IAN BODDY: Elemental (2006)
Updated: Dec 4, 2020
“Elemental offers 8 tracks which teem of a rhythmic life halfway between Arc and the very eclectic universe of Ian Boddy”
1 Never Forever 3:13
2 Stormfront 5:55
3 If all the World Was Blue 4:52
4 Foundry 7:38
5 Reflex 9:37
6 Flux 6:02
7 All Roads Lead to Home 7:37
8 Elemental 7:14
(DDL 52:11) (V.F.)
(Progressive EM, Cosmic, Ambient, Berlin School)
After Aurora, I continue my discovery of Ian Boddy's charming musical world with the ELEMENTAL album. A different album it is because more down-to-earth and less cosmic with a more rhythmic side and just as much melodious approach. This album offers 8 tracks which are linked and teem with a rhythmic life halfway between Arc and the very eclectic, sometimes industrial universe, of the English synthesist. A very nice album that makes us discovers another facet of this pioneer of contemporary EM and founder of DiN Records.

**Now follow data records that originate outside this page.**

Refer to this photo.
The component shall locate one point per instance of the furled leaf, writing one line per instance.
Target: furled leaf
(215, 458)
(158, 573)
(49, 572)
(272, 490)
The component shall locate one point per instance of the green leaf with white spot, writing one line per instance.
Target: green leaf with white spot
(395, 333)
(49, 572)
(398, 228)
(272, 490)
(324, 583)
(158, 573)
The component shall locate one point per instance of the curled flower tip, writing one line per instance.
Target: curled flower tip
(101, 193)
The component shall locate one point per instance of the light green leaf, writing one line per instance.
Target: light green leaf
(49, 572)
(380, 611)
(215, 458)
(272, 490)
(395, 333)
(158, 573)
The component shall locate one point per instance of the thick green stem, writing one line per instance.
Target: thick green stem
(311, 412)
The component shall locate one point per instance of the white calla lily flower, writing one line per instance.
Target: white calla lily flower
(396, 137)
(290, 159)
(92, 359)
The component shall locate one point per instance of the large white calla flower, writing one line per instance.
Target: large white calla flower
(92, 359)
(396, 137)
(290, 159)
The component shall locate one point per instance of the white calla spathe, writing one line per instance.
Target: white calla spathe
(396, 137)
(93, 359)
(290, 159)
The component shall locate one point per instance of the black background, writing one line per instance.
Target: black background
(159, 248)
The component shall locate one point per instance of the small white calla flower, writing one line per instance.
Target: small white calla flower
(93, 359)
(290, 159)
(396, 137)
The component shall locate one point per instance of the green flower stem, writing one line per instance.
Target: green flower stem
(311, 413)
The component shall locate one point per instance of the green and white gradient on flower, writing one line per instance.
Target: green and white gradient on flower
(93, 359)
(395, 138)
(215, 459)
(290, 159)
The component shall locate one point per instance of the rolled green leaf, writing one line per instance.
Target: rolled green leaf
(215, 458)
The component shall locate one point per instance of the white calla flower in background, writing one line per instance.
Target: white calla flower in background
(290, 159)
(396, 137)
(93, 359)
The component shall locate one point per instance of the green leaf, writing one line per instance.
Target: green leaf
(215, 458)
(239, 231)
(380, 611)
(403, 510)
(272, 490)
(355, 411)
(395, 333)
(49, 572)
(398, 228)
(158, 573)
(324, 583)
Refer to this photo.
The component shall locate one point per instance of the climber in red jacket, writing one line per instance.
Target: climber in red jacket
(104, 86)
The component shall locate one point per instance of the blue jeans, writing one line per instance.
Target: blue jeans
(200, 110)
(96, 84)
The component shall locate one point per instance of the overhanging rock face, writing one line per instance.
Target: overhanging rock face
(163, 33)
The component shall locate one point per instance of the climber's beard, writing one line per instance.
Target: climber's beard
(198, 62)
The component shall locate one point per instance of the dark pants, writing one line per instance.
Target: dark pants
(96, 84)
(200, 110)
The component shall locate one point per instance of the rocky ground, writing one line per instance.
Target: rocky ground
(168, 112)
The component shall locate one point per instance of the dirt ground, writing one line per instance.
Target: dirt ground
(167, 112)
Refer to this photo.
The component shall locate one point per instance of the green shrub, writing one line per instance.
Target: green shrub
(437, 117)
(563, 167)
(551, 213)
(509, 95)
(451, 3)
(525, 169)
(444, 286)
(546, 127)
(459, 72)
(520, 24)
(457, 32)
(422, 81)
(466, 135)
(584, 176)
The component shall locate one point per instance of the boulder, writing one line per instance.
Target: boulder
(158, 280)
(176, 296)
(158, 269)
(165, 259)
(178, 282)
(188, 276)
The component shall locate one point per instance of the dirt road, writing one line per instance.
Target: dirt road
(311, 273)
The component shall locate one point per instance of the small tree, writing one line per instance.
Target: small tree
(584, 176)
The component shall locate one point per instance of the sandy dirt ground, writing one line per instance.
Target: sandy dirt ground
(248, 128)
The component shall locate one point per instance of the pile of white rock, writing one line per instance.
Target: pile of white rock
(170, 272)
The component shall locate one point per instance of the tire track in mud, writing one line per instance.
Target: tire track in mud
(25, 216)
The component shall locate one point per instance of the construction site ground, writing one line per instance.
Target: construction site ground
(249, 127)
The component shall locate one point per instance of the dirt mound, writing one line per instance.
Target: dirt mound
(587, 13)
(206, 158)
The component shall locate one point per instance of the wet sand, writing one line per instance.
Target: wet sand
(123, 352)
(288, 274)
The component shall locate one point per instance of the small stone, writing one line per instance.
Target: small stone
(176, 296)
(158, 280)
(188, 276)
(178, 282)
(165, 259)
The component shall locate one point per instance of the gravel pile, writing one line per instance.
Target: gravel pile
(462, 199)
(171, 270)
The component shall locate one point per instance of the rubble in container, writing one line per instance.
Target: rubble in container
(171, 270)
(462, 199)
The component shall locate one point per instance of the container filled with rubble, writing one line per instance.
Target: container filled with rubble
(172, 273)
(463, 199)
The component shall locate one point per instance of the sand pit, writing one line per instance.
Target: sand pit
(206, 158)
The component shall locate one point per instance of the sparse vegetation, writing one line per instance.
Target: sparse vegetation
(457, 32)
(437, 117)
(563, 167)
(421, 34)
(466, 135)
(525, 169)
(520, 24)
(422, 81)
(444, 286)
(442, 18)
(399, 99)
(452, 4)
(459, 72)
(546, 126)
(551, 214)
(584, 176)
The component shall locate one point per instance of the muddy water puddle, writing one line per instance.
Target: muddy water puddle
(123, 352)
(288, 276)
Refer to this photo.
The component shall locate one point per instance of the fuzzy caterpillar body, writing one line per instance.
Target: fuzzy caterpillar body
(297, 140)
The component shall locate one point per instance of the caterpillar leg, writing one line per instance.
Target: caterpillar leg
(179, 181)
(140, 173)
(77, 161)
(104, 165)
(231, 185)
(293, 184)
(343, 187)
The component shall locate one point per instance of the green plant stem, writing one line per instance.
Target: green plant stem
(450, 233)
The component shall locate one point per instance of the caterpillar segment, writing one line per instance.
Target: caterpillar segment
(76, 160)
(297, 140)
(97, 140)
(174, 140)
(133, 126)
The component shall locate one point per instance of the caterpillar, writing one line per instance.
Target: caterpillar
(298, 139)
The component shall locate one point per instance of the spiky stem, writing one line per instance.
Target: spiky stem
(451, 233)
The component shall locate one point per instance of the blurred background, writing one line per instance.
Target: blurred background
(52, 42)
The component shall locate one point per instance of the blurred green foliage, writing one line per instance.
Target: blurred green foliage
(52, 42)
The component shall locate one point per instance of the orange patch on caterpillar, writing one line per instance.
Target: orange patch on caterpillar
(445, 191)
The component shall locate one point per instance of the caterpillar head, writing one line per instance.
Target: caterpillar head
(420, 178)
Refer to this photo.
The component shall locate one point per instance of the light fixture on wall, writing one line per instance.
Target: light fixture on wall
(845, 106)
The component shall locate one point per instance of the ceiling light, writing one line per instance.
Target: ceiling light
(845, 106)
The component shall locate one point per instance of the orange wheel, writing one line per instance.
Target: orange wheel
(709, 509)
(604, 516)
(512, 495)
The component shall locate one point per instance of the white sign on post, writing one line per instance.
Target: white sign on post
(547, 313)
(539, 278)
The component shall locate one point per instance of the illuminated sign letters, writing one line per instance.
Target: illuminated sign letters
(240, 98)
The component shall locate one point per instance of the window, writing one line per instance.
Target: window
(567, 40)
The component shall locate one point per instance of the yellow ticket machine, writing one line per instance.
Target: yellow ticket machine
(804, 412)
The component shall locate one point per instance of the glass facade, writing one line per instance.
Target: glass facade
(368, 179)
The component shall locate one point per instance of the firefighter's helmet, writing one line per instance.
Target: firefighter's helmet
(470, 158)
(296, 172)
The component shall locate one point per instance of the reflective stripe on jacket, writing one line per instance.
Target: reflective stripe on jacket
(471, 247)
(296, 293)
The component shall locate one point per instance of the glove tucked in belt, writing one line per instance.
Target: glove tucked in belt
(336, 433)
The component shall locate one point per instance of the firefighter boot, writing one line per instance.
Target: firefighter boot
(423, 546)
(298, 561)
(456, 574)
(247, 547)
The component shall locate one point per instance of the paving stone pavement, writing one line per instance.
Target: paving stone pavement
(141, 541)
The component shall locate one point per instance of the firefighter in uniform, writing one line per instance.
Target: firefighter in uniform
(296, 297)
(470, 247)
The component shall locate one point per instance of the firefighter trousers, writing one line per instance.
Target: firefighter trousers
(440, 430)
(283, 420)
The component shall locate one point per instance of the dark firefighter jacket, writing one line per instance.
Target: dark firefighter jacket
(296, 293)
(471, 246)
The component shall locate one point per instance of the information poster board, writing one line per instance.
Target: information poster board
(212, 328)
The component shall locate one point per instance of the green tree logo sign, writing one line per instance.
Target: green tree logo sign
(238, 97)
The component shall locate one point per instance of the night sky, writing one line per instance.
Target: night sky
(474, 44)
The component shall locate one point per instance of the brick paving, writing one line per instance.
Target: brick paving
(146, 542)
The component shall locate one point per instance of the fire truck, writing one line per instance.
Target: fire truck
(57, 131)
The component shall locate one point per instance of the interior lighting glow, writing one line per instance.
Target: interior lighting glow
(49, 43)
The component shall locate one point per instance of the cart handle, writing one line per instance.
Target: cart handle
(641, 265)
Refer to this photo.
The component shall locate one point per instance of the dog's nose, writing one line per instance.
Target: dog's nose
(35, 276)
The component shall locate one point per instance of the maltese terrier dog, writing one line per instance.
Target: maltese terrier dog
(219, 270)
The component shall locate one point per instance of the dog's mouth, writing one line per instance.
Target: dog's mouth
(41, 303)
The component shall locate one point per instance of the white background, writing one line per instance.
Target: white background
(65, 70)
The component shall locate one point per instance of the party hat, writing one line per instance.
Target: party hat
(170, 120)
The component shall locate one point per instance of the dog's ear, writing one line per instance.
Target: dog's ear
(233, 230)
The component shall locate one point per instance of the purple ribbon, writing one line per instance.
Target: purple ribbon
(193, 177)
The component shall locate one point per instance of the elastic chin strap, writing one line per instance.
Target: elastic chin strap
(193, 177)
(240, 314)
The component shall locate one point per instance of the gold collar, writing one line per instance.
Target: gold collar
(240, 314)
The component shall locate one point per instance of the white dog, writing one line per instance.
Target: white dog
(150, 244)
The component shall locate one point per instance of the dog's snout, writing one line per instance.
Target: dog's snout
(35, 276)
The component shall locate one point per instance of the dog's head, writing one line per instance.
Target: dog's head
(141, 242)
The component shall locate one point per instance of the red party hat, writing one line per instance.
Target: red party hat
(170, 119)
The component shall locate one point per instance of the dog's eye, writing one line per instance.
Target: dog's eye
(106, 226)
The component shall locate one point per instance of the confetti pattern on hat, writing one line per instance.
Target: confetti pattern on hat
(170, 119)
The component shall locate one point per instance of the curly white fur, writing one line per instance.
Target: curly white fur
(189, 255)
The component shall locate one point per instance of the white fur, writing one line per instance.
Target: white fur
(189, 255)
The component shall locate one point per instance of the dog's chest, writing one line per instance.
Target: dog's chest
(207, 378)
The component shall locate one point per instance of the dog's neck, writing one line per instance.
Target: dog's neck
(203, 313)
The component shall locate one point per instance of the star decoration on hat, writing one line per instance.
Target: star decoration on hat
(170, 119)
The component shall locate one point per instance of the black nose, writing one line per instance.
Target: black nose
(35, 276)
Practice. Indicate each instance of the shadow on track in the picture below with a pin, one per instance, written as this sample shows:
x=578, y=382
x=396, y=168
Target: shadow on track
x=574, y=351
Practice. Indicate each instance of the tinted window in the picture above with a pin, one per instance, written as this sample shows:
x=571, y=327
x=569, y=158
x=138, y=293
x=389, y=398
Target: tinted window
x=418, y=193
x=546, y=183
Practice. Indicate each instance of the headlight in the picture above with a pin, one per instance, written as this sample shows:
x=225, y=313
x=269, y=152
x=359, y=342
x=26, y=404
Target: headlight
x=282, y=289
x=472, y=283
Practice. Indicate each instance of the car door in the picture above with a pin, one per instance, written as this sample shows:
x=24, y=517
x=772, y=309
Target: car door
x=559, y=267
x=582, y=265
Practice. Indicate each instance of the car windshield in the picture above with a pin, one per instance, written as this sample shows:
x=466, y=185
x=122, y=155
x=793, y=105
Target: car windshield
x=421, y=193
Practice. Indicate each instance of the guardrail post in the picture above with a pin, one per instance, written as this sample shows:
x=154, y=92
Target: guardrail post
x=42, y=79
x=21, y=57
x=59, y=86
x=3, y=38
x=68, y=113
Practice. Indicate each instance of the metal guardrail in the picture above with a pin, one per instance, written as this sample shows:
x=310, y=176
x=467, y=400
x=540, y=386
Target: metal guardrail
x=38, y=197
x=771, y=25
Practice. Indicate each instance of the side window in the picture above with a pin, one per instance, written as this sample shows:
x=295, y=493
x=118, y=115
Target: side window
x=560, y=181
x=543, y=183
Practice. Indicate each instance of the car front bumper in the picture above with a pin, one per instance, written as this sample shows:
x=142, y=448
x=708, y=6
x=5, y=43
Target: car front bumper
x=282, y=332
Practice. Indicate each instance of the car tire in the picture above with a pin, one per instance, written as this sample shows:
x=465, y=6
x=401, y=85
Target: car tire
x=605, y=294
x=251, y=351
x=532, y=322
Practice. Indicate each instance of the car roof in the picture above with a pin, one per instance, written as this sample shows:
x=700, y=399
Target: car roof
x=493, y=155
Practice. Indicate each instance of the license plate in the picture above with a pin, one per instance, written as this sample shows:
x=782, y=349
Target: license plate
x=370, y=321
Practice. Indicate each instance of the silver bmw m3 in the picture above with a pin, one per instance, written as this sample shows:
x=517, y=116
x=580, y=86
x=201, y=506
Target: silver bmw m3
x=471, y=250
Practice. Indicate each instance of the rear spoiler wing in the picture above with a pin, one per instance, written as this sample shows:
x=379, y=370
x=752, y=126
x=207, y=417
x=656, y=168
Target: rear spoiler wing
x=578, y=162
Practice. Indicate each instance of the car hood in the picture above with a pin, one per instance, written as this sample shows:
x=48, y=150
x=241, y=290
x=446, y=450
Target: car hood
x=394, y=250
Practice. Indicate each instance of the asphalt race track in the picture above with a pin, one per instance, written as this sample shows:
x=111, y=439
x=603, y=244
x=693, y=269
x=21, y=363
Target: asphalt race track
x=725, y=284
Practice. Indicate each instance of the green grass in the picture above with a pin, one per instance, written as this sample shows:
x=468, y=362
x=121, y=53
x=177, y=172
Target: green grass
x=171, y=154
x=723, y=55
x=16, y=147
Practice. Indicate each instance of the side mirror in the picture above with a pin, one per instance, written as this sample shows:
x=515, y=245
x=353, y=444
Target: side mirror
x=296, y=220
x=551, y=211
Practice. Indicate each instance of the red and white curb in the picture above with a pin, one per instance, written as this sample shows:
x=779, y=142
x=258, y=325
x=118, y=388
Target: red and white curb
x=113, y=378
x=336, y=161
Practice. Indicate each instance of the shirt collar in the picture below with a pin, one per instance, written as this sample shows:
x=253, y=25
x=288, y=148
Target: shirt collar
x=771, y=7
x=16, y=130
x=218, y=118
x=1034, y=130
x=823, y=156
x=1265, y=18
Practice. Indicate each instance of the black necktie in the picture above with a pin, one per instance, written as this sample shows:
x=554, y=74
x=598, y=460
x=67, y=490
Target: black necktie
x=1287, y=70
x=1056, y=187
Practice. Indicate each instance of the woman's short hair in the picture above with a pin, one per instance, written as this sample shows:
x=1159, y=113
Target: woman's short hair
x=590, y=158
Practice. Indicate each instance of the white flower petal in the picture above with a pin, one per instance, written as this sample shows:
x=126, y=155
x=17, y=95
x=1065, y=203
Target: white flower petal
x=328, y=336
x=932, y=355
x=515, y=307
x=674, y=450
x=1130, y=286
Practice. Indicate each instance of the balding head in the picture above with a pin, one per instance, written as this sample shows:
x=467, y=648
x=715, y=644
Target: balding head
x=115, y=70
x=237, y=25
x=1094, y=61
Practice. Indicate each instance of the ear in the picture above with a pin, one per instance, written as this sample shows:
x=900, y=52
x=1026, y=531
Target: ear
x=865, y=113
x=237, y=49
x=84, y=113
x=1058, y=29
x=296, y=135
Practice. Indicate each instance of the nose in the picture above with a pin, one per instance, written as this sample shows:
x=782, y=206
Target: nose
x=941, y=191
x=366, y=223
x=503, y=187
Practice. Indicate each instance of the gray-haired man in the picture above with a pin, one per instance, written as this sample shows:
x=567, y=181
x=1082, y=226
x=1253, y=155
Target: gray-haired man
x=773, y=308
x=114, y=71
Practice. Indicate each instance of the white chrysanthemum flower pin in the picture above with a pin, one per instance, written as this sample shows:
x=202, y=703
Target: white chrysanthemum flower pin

Never Forever begins this new musical adventure with fine and twinkling arpeggios of which the echo is hiding into slow synth layers that waltz and entwine around a melodious mellotron mist. Nice and short Never Forever frees its last chords in the nebulous oceanic intro of Stormfront where hesitating pulsations from a heavy bass line draw a rhythm which staggers besides keys of an electric piano. A soft mellotron fog wraps this uncertain beat, a little like the mystic universe of Arc, and floats above these e-piano keys which dance of a crystal clear and random pace, conferring to Stormfront an at once melodious and mysterious ambiance. A fine metallic shower unites Stormfront to If all the World Was Blue, a short track with hybrid ambiances which crowned the intro of Stormfront. Foundry is as much brilliant than delicious. A cooing line of bass encircles an intro with metallic sonorities. Quite early, percussions and a syncopated sequence shape the bass circle and form a surprising rhythm dipped in steel and which waves among nice melodious chords. Percussions strikes with anvil resonances adorn its lively pace which is wrapped of nice mellotron pads, always dressing Boddy's music of a mysticism and bewitchment aura, before falling in its finale with floating industrial vibes to join the very ambivalent Reflex.
Emerging out of a slow intro stuffed with metallic tones and scattered percussions, Reflex is waking up with a hypnotic pulsating beating. Some flickering cymbals and a soft mellotron synth wrap these strange metallic percussions which unfold with a stroboscopic approach. The slow rhythm, encircled by the vibrating oscillatory pulsations of a bass line, marries the spectral lamentations of a synth line. Reflex evolves thus quietly on a pace fed by a lot of electronic and metallic tones before merging in the very ambient and atmospheric Flow and its floating synth layers. Although less heavy, All Roads Lead to Home is a crossing between Stormfront and Reflex with its uncertain rhythm oscillating between hypnotic strikes and pulsations that make our feet trample as well as its fine melody forged in delicate crystal-clear chords. Fine pads roam in oblivion whereas twinkling arpeggios swirl delicately on Elemental's opening. It's a very nice cosmic Bolero where hatched chords get grafting to this dance of stars. The rhythm is getting heavier and becomes more dramatic with its percussions rolling beneath a sky streaked of synth layers which illuminate a dark astral procession. It's a very nice track that crowns another Ian Boddy's finest album which definitively deserves that we discover this artist for whom the name seems more known than its immense skill and wonderful music.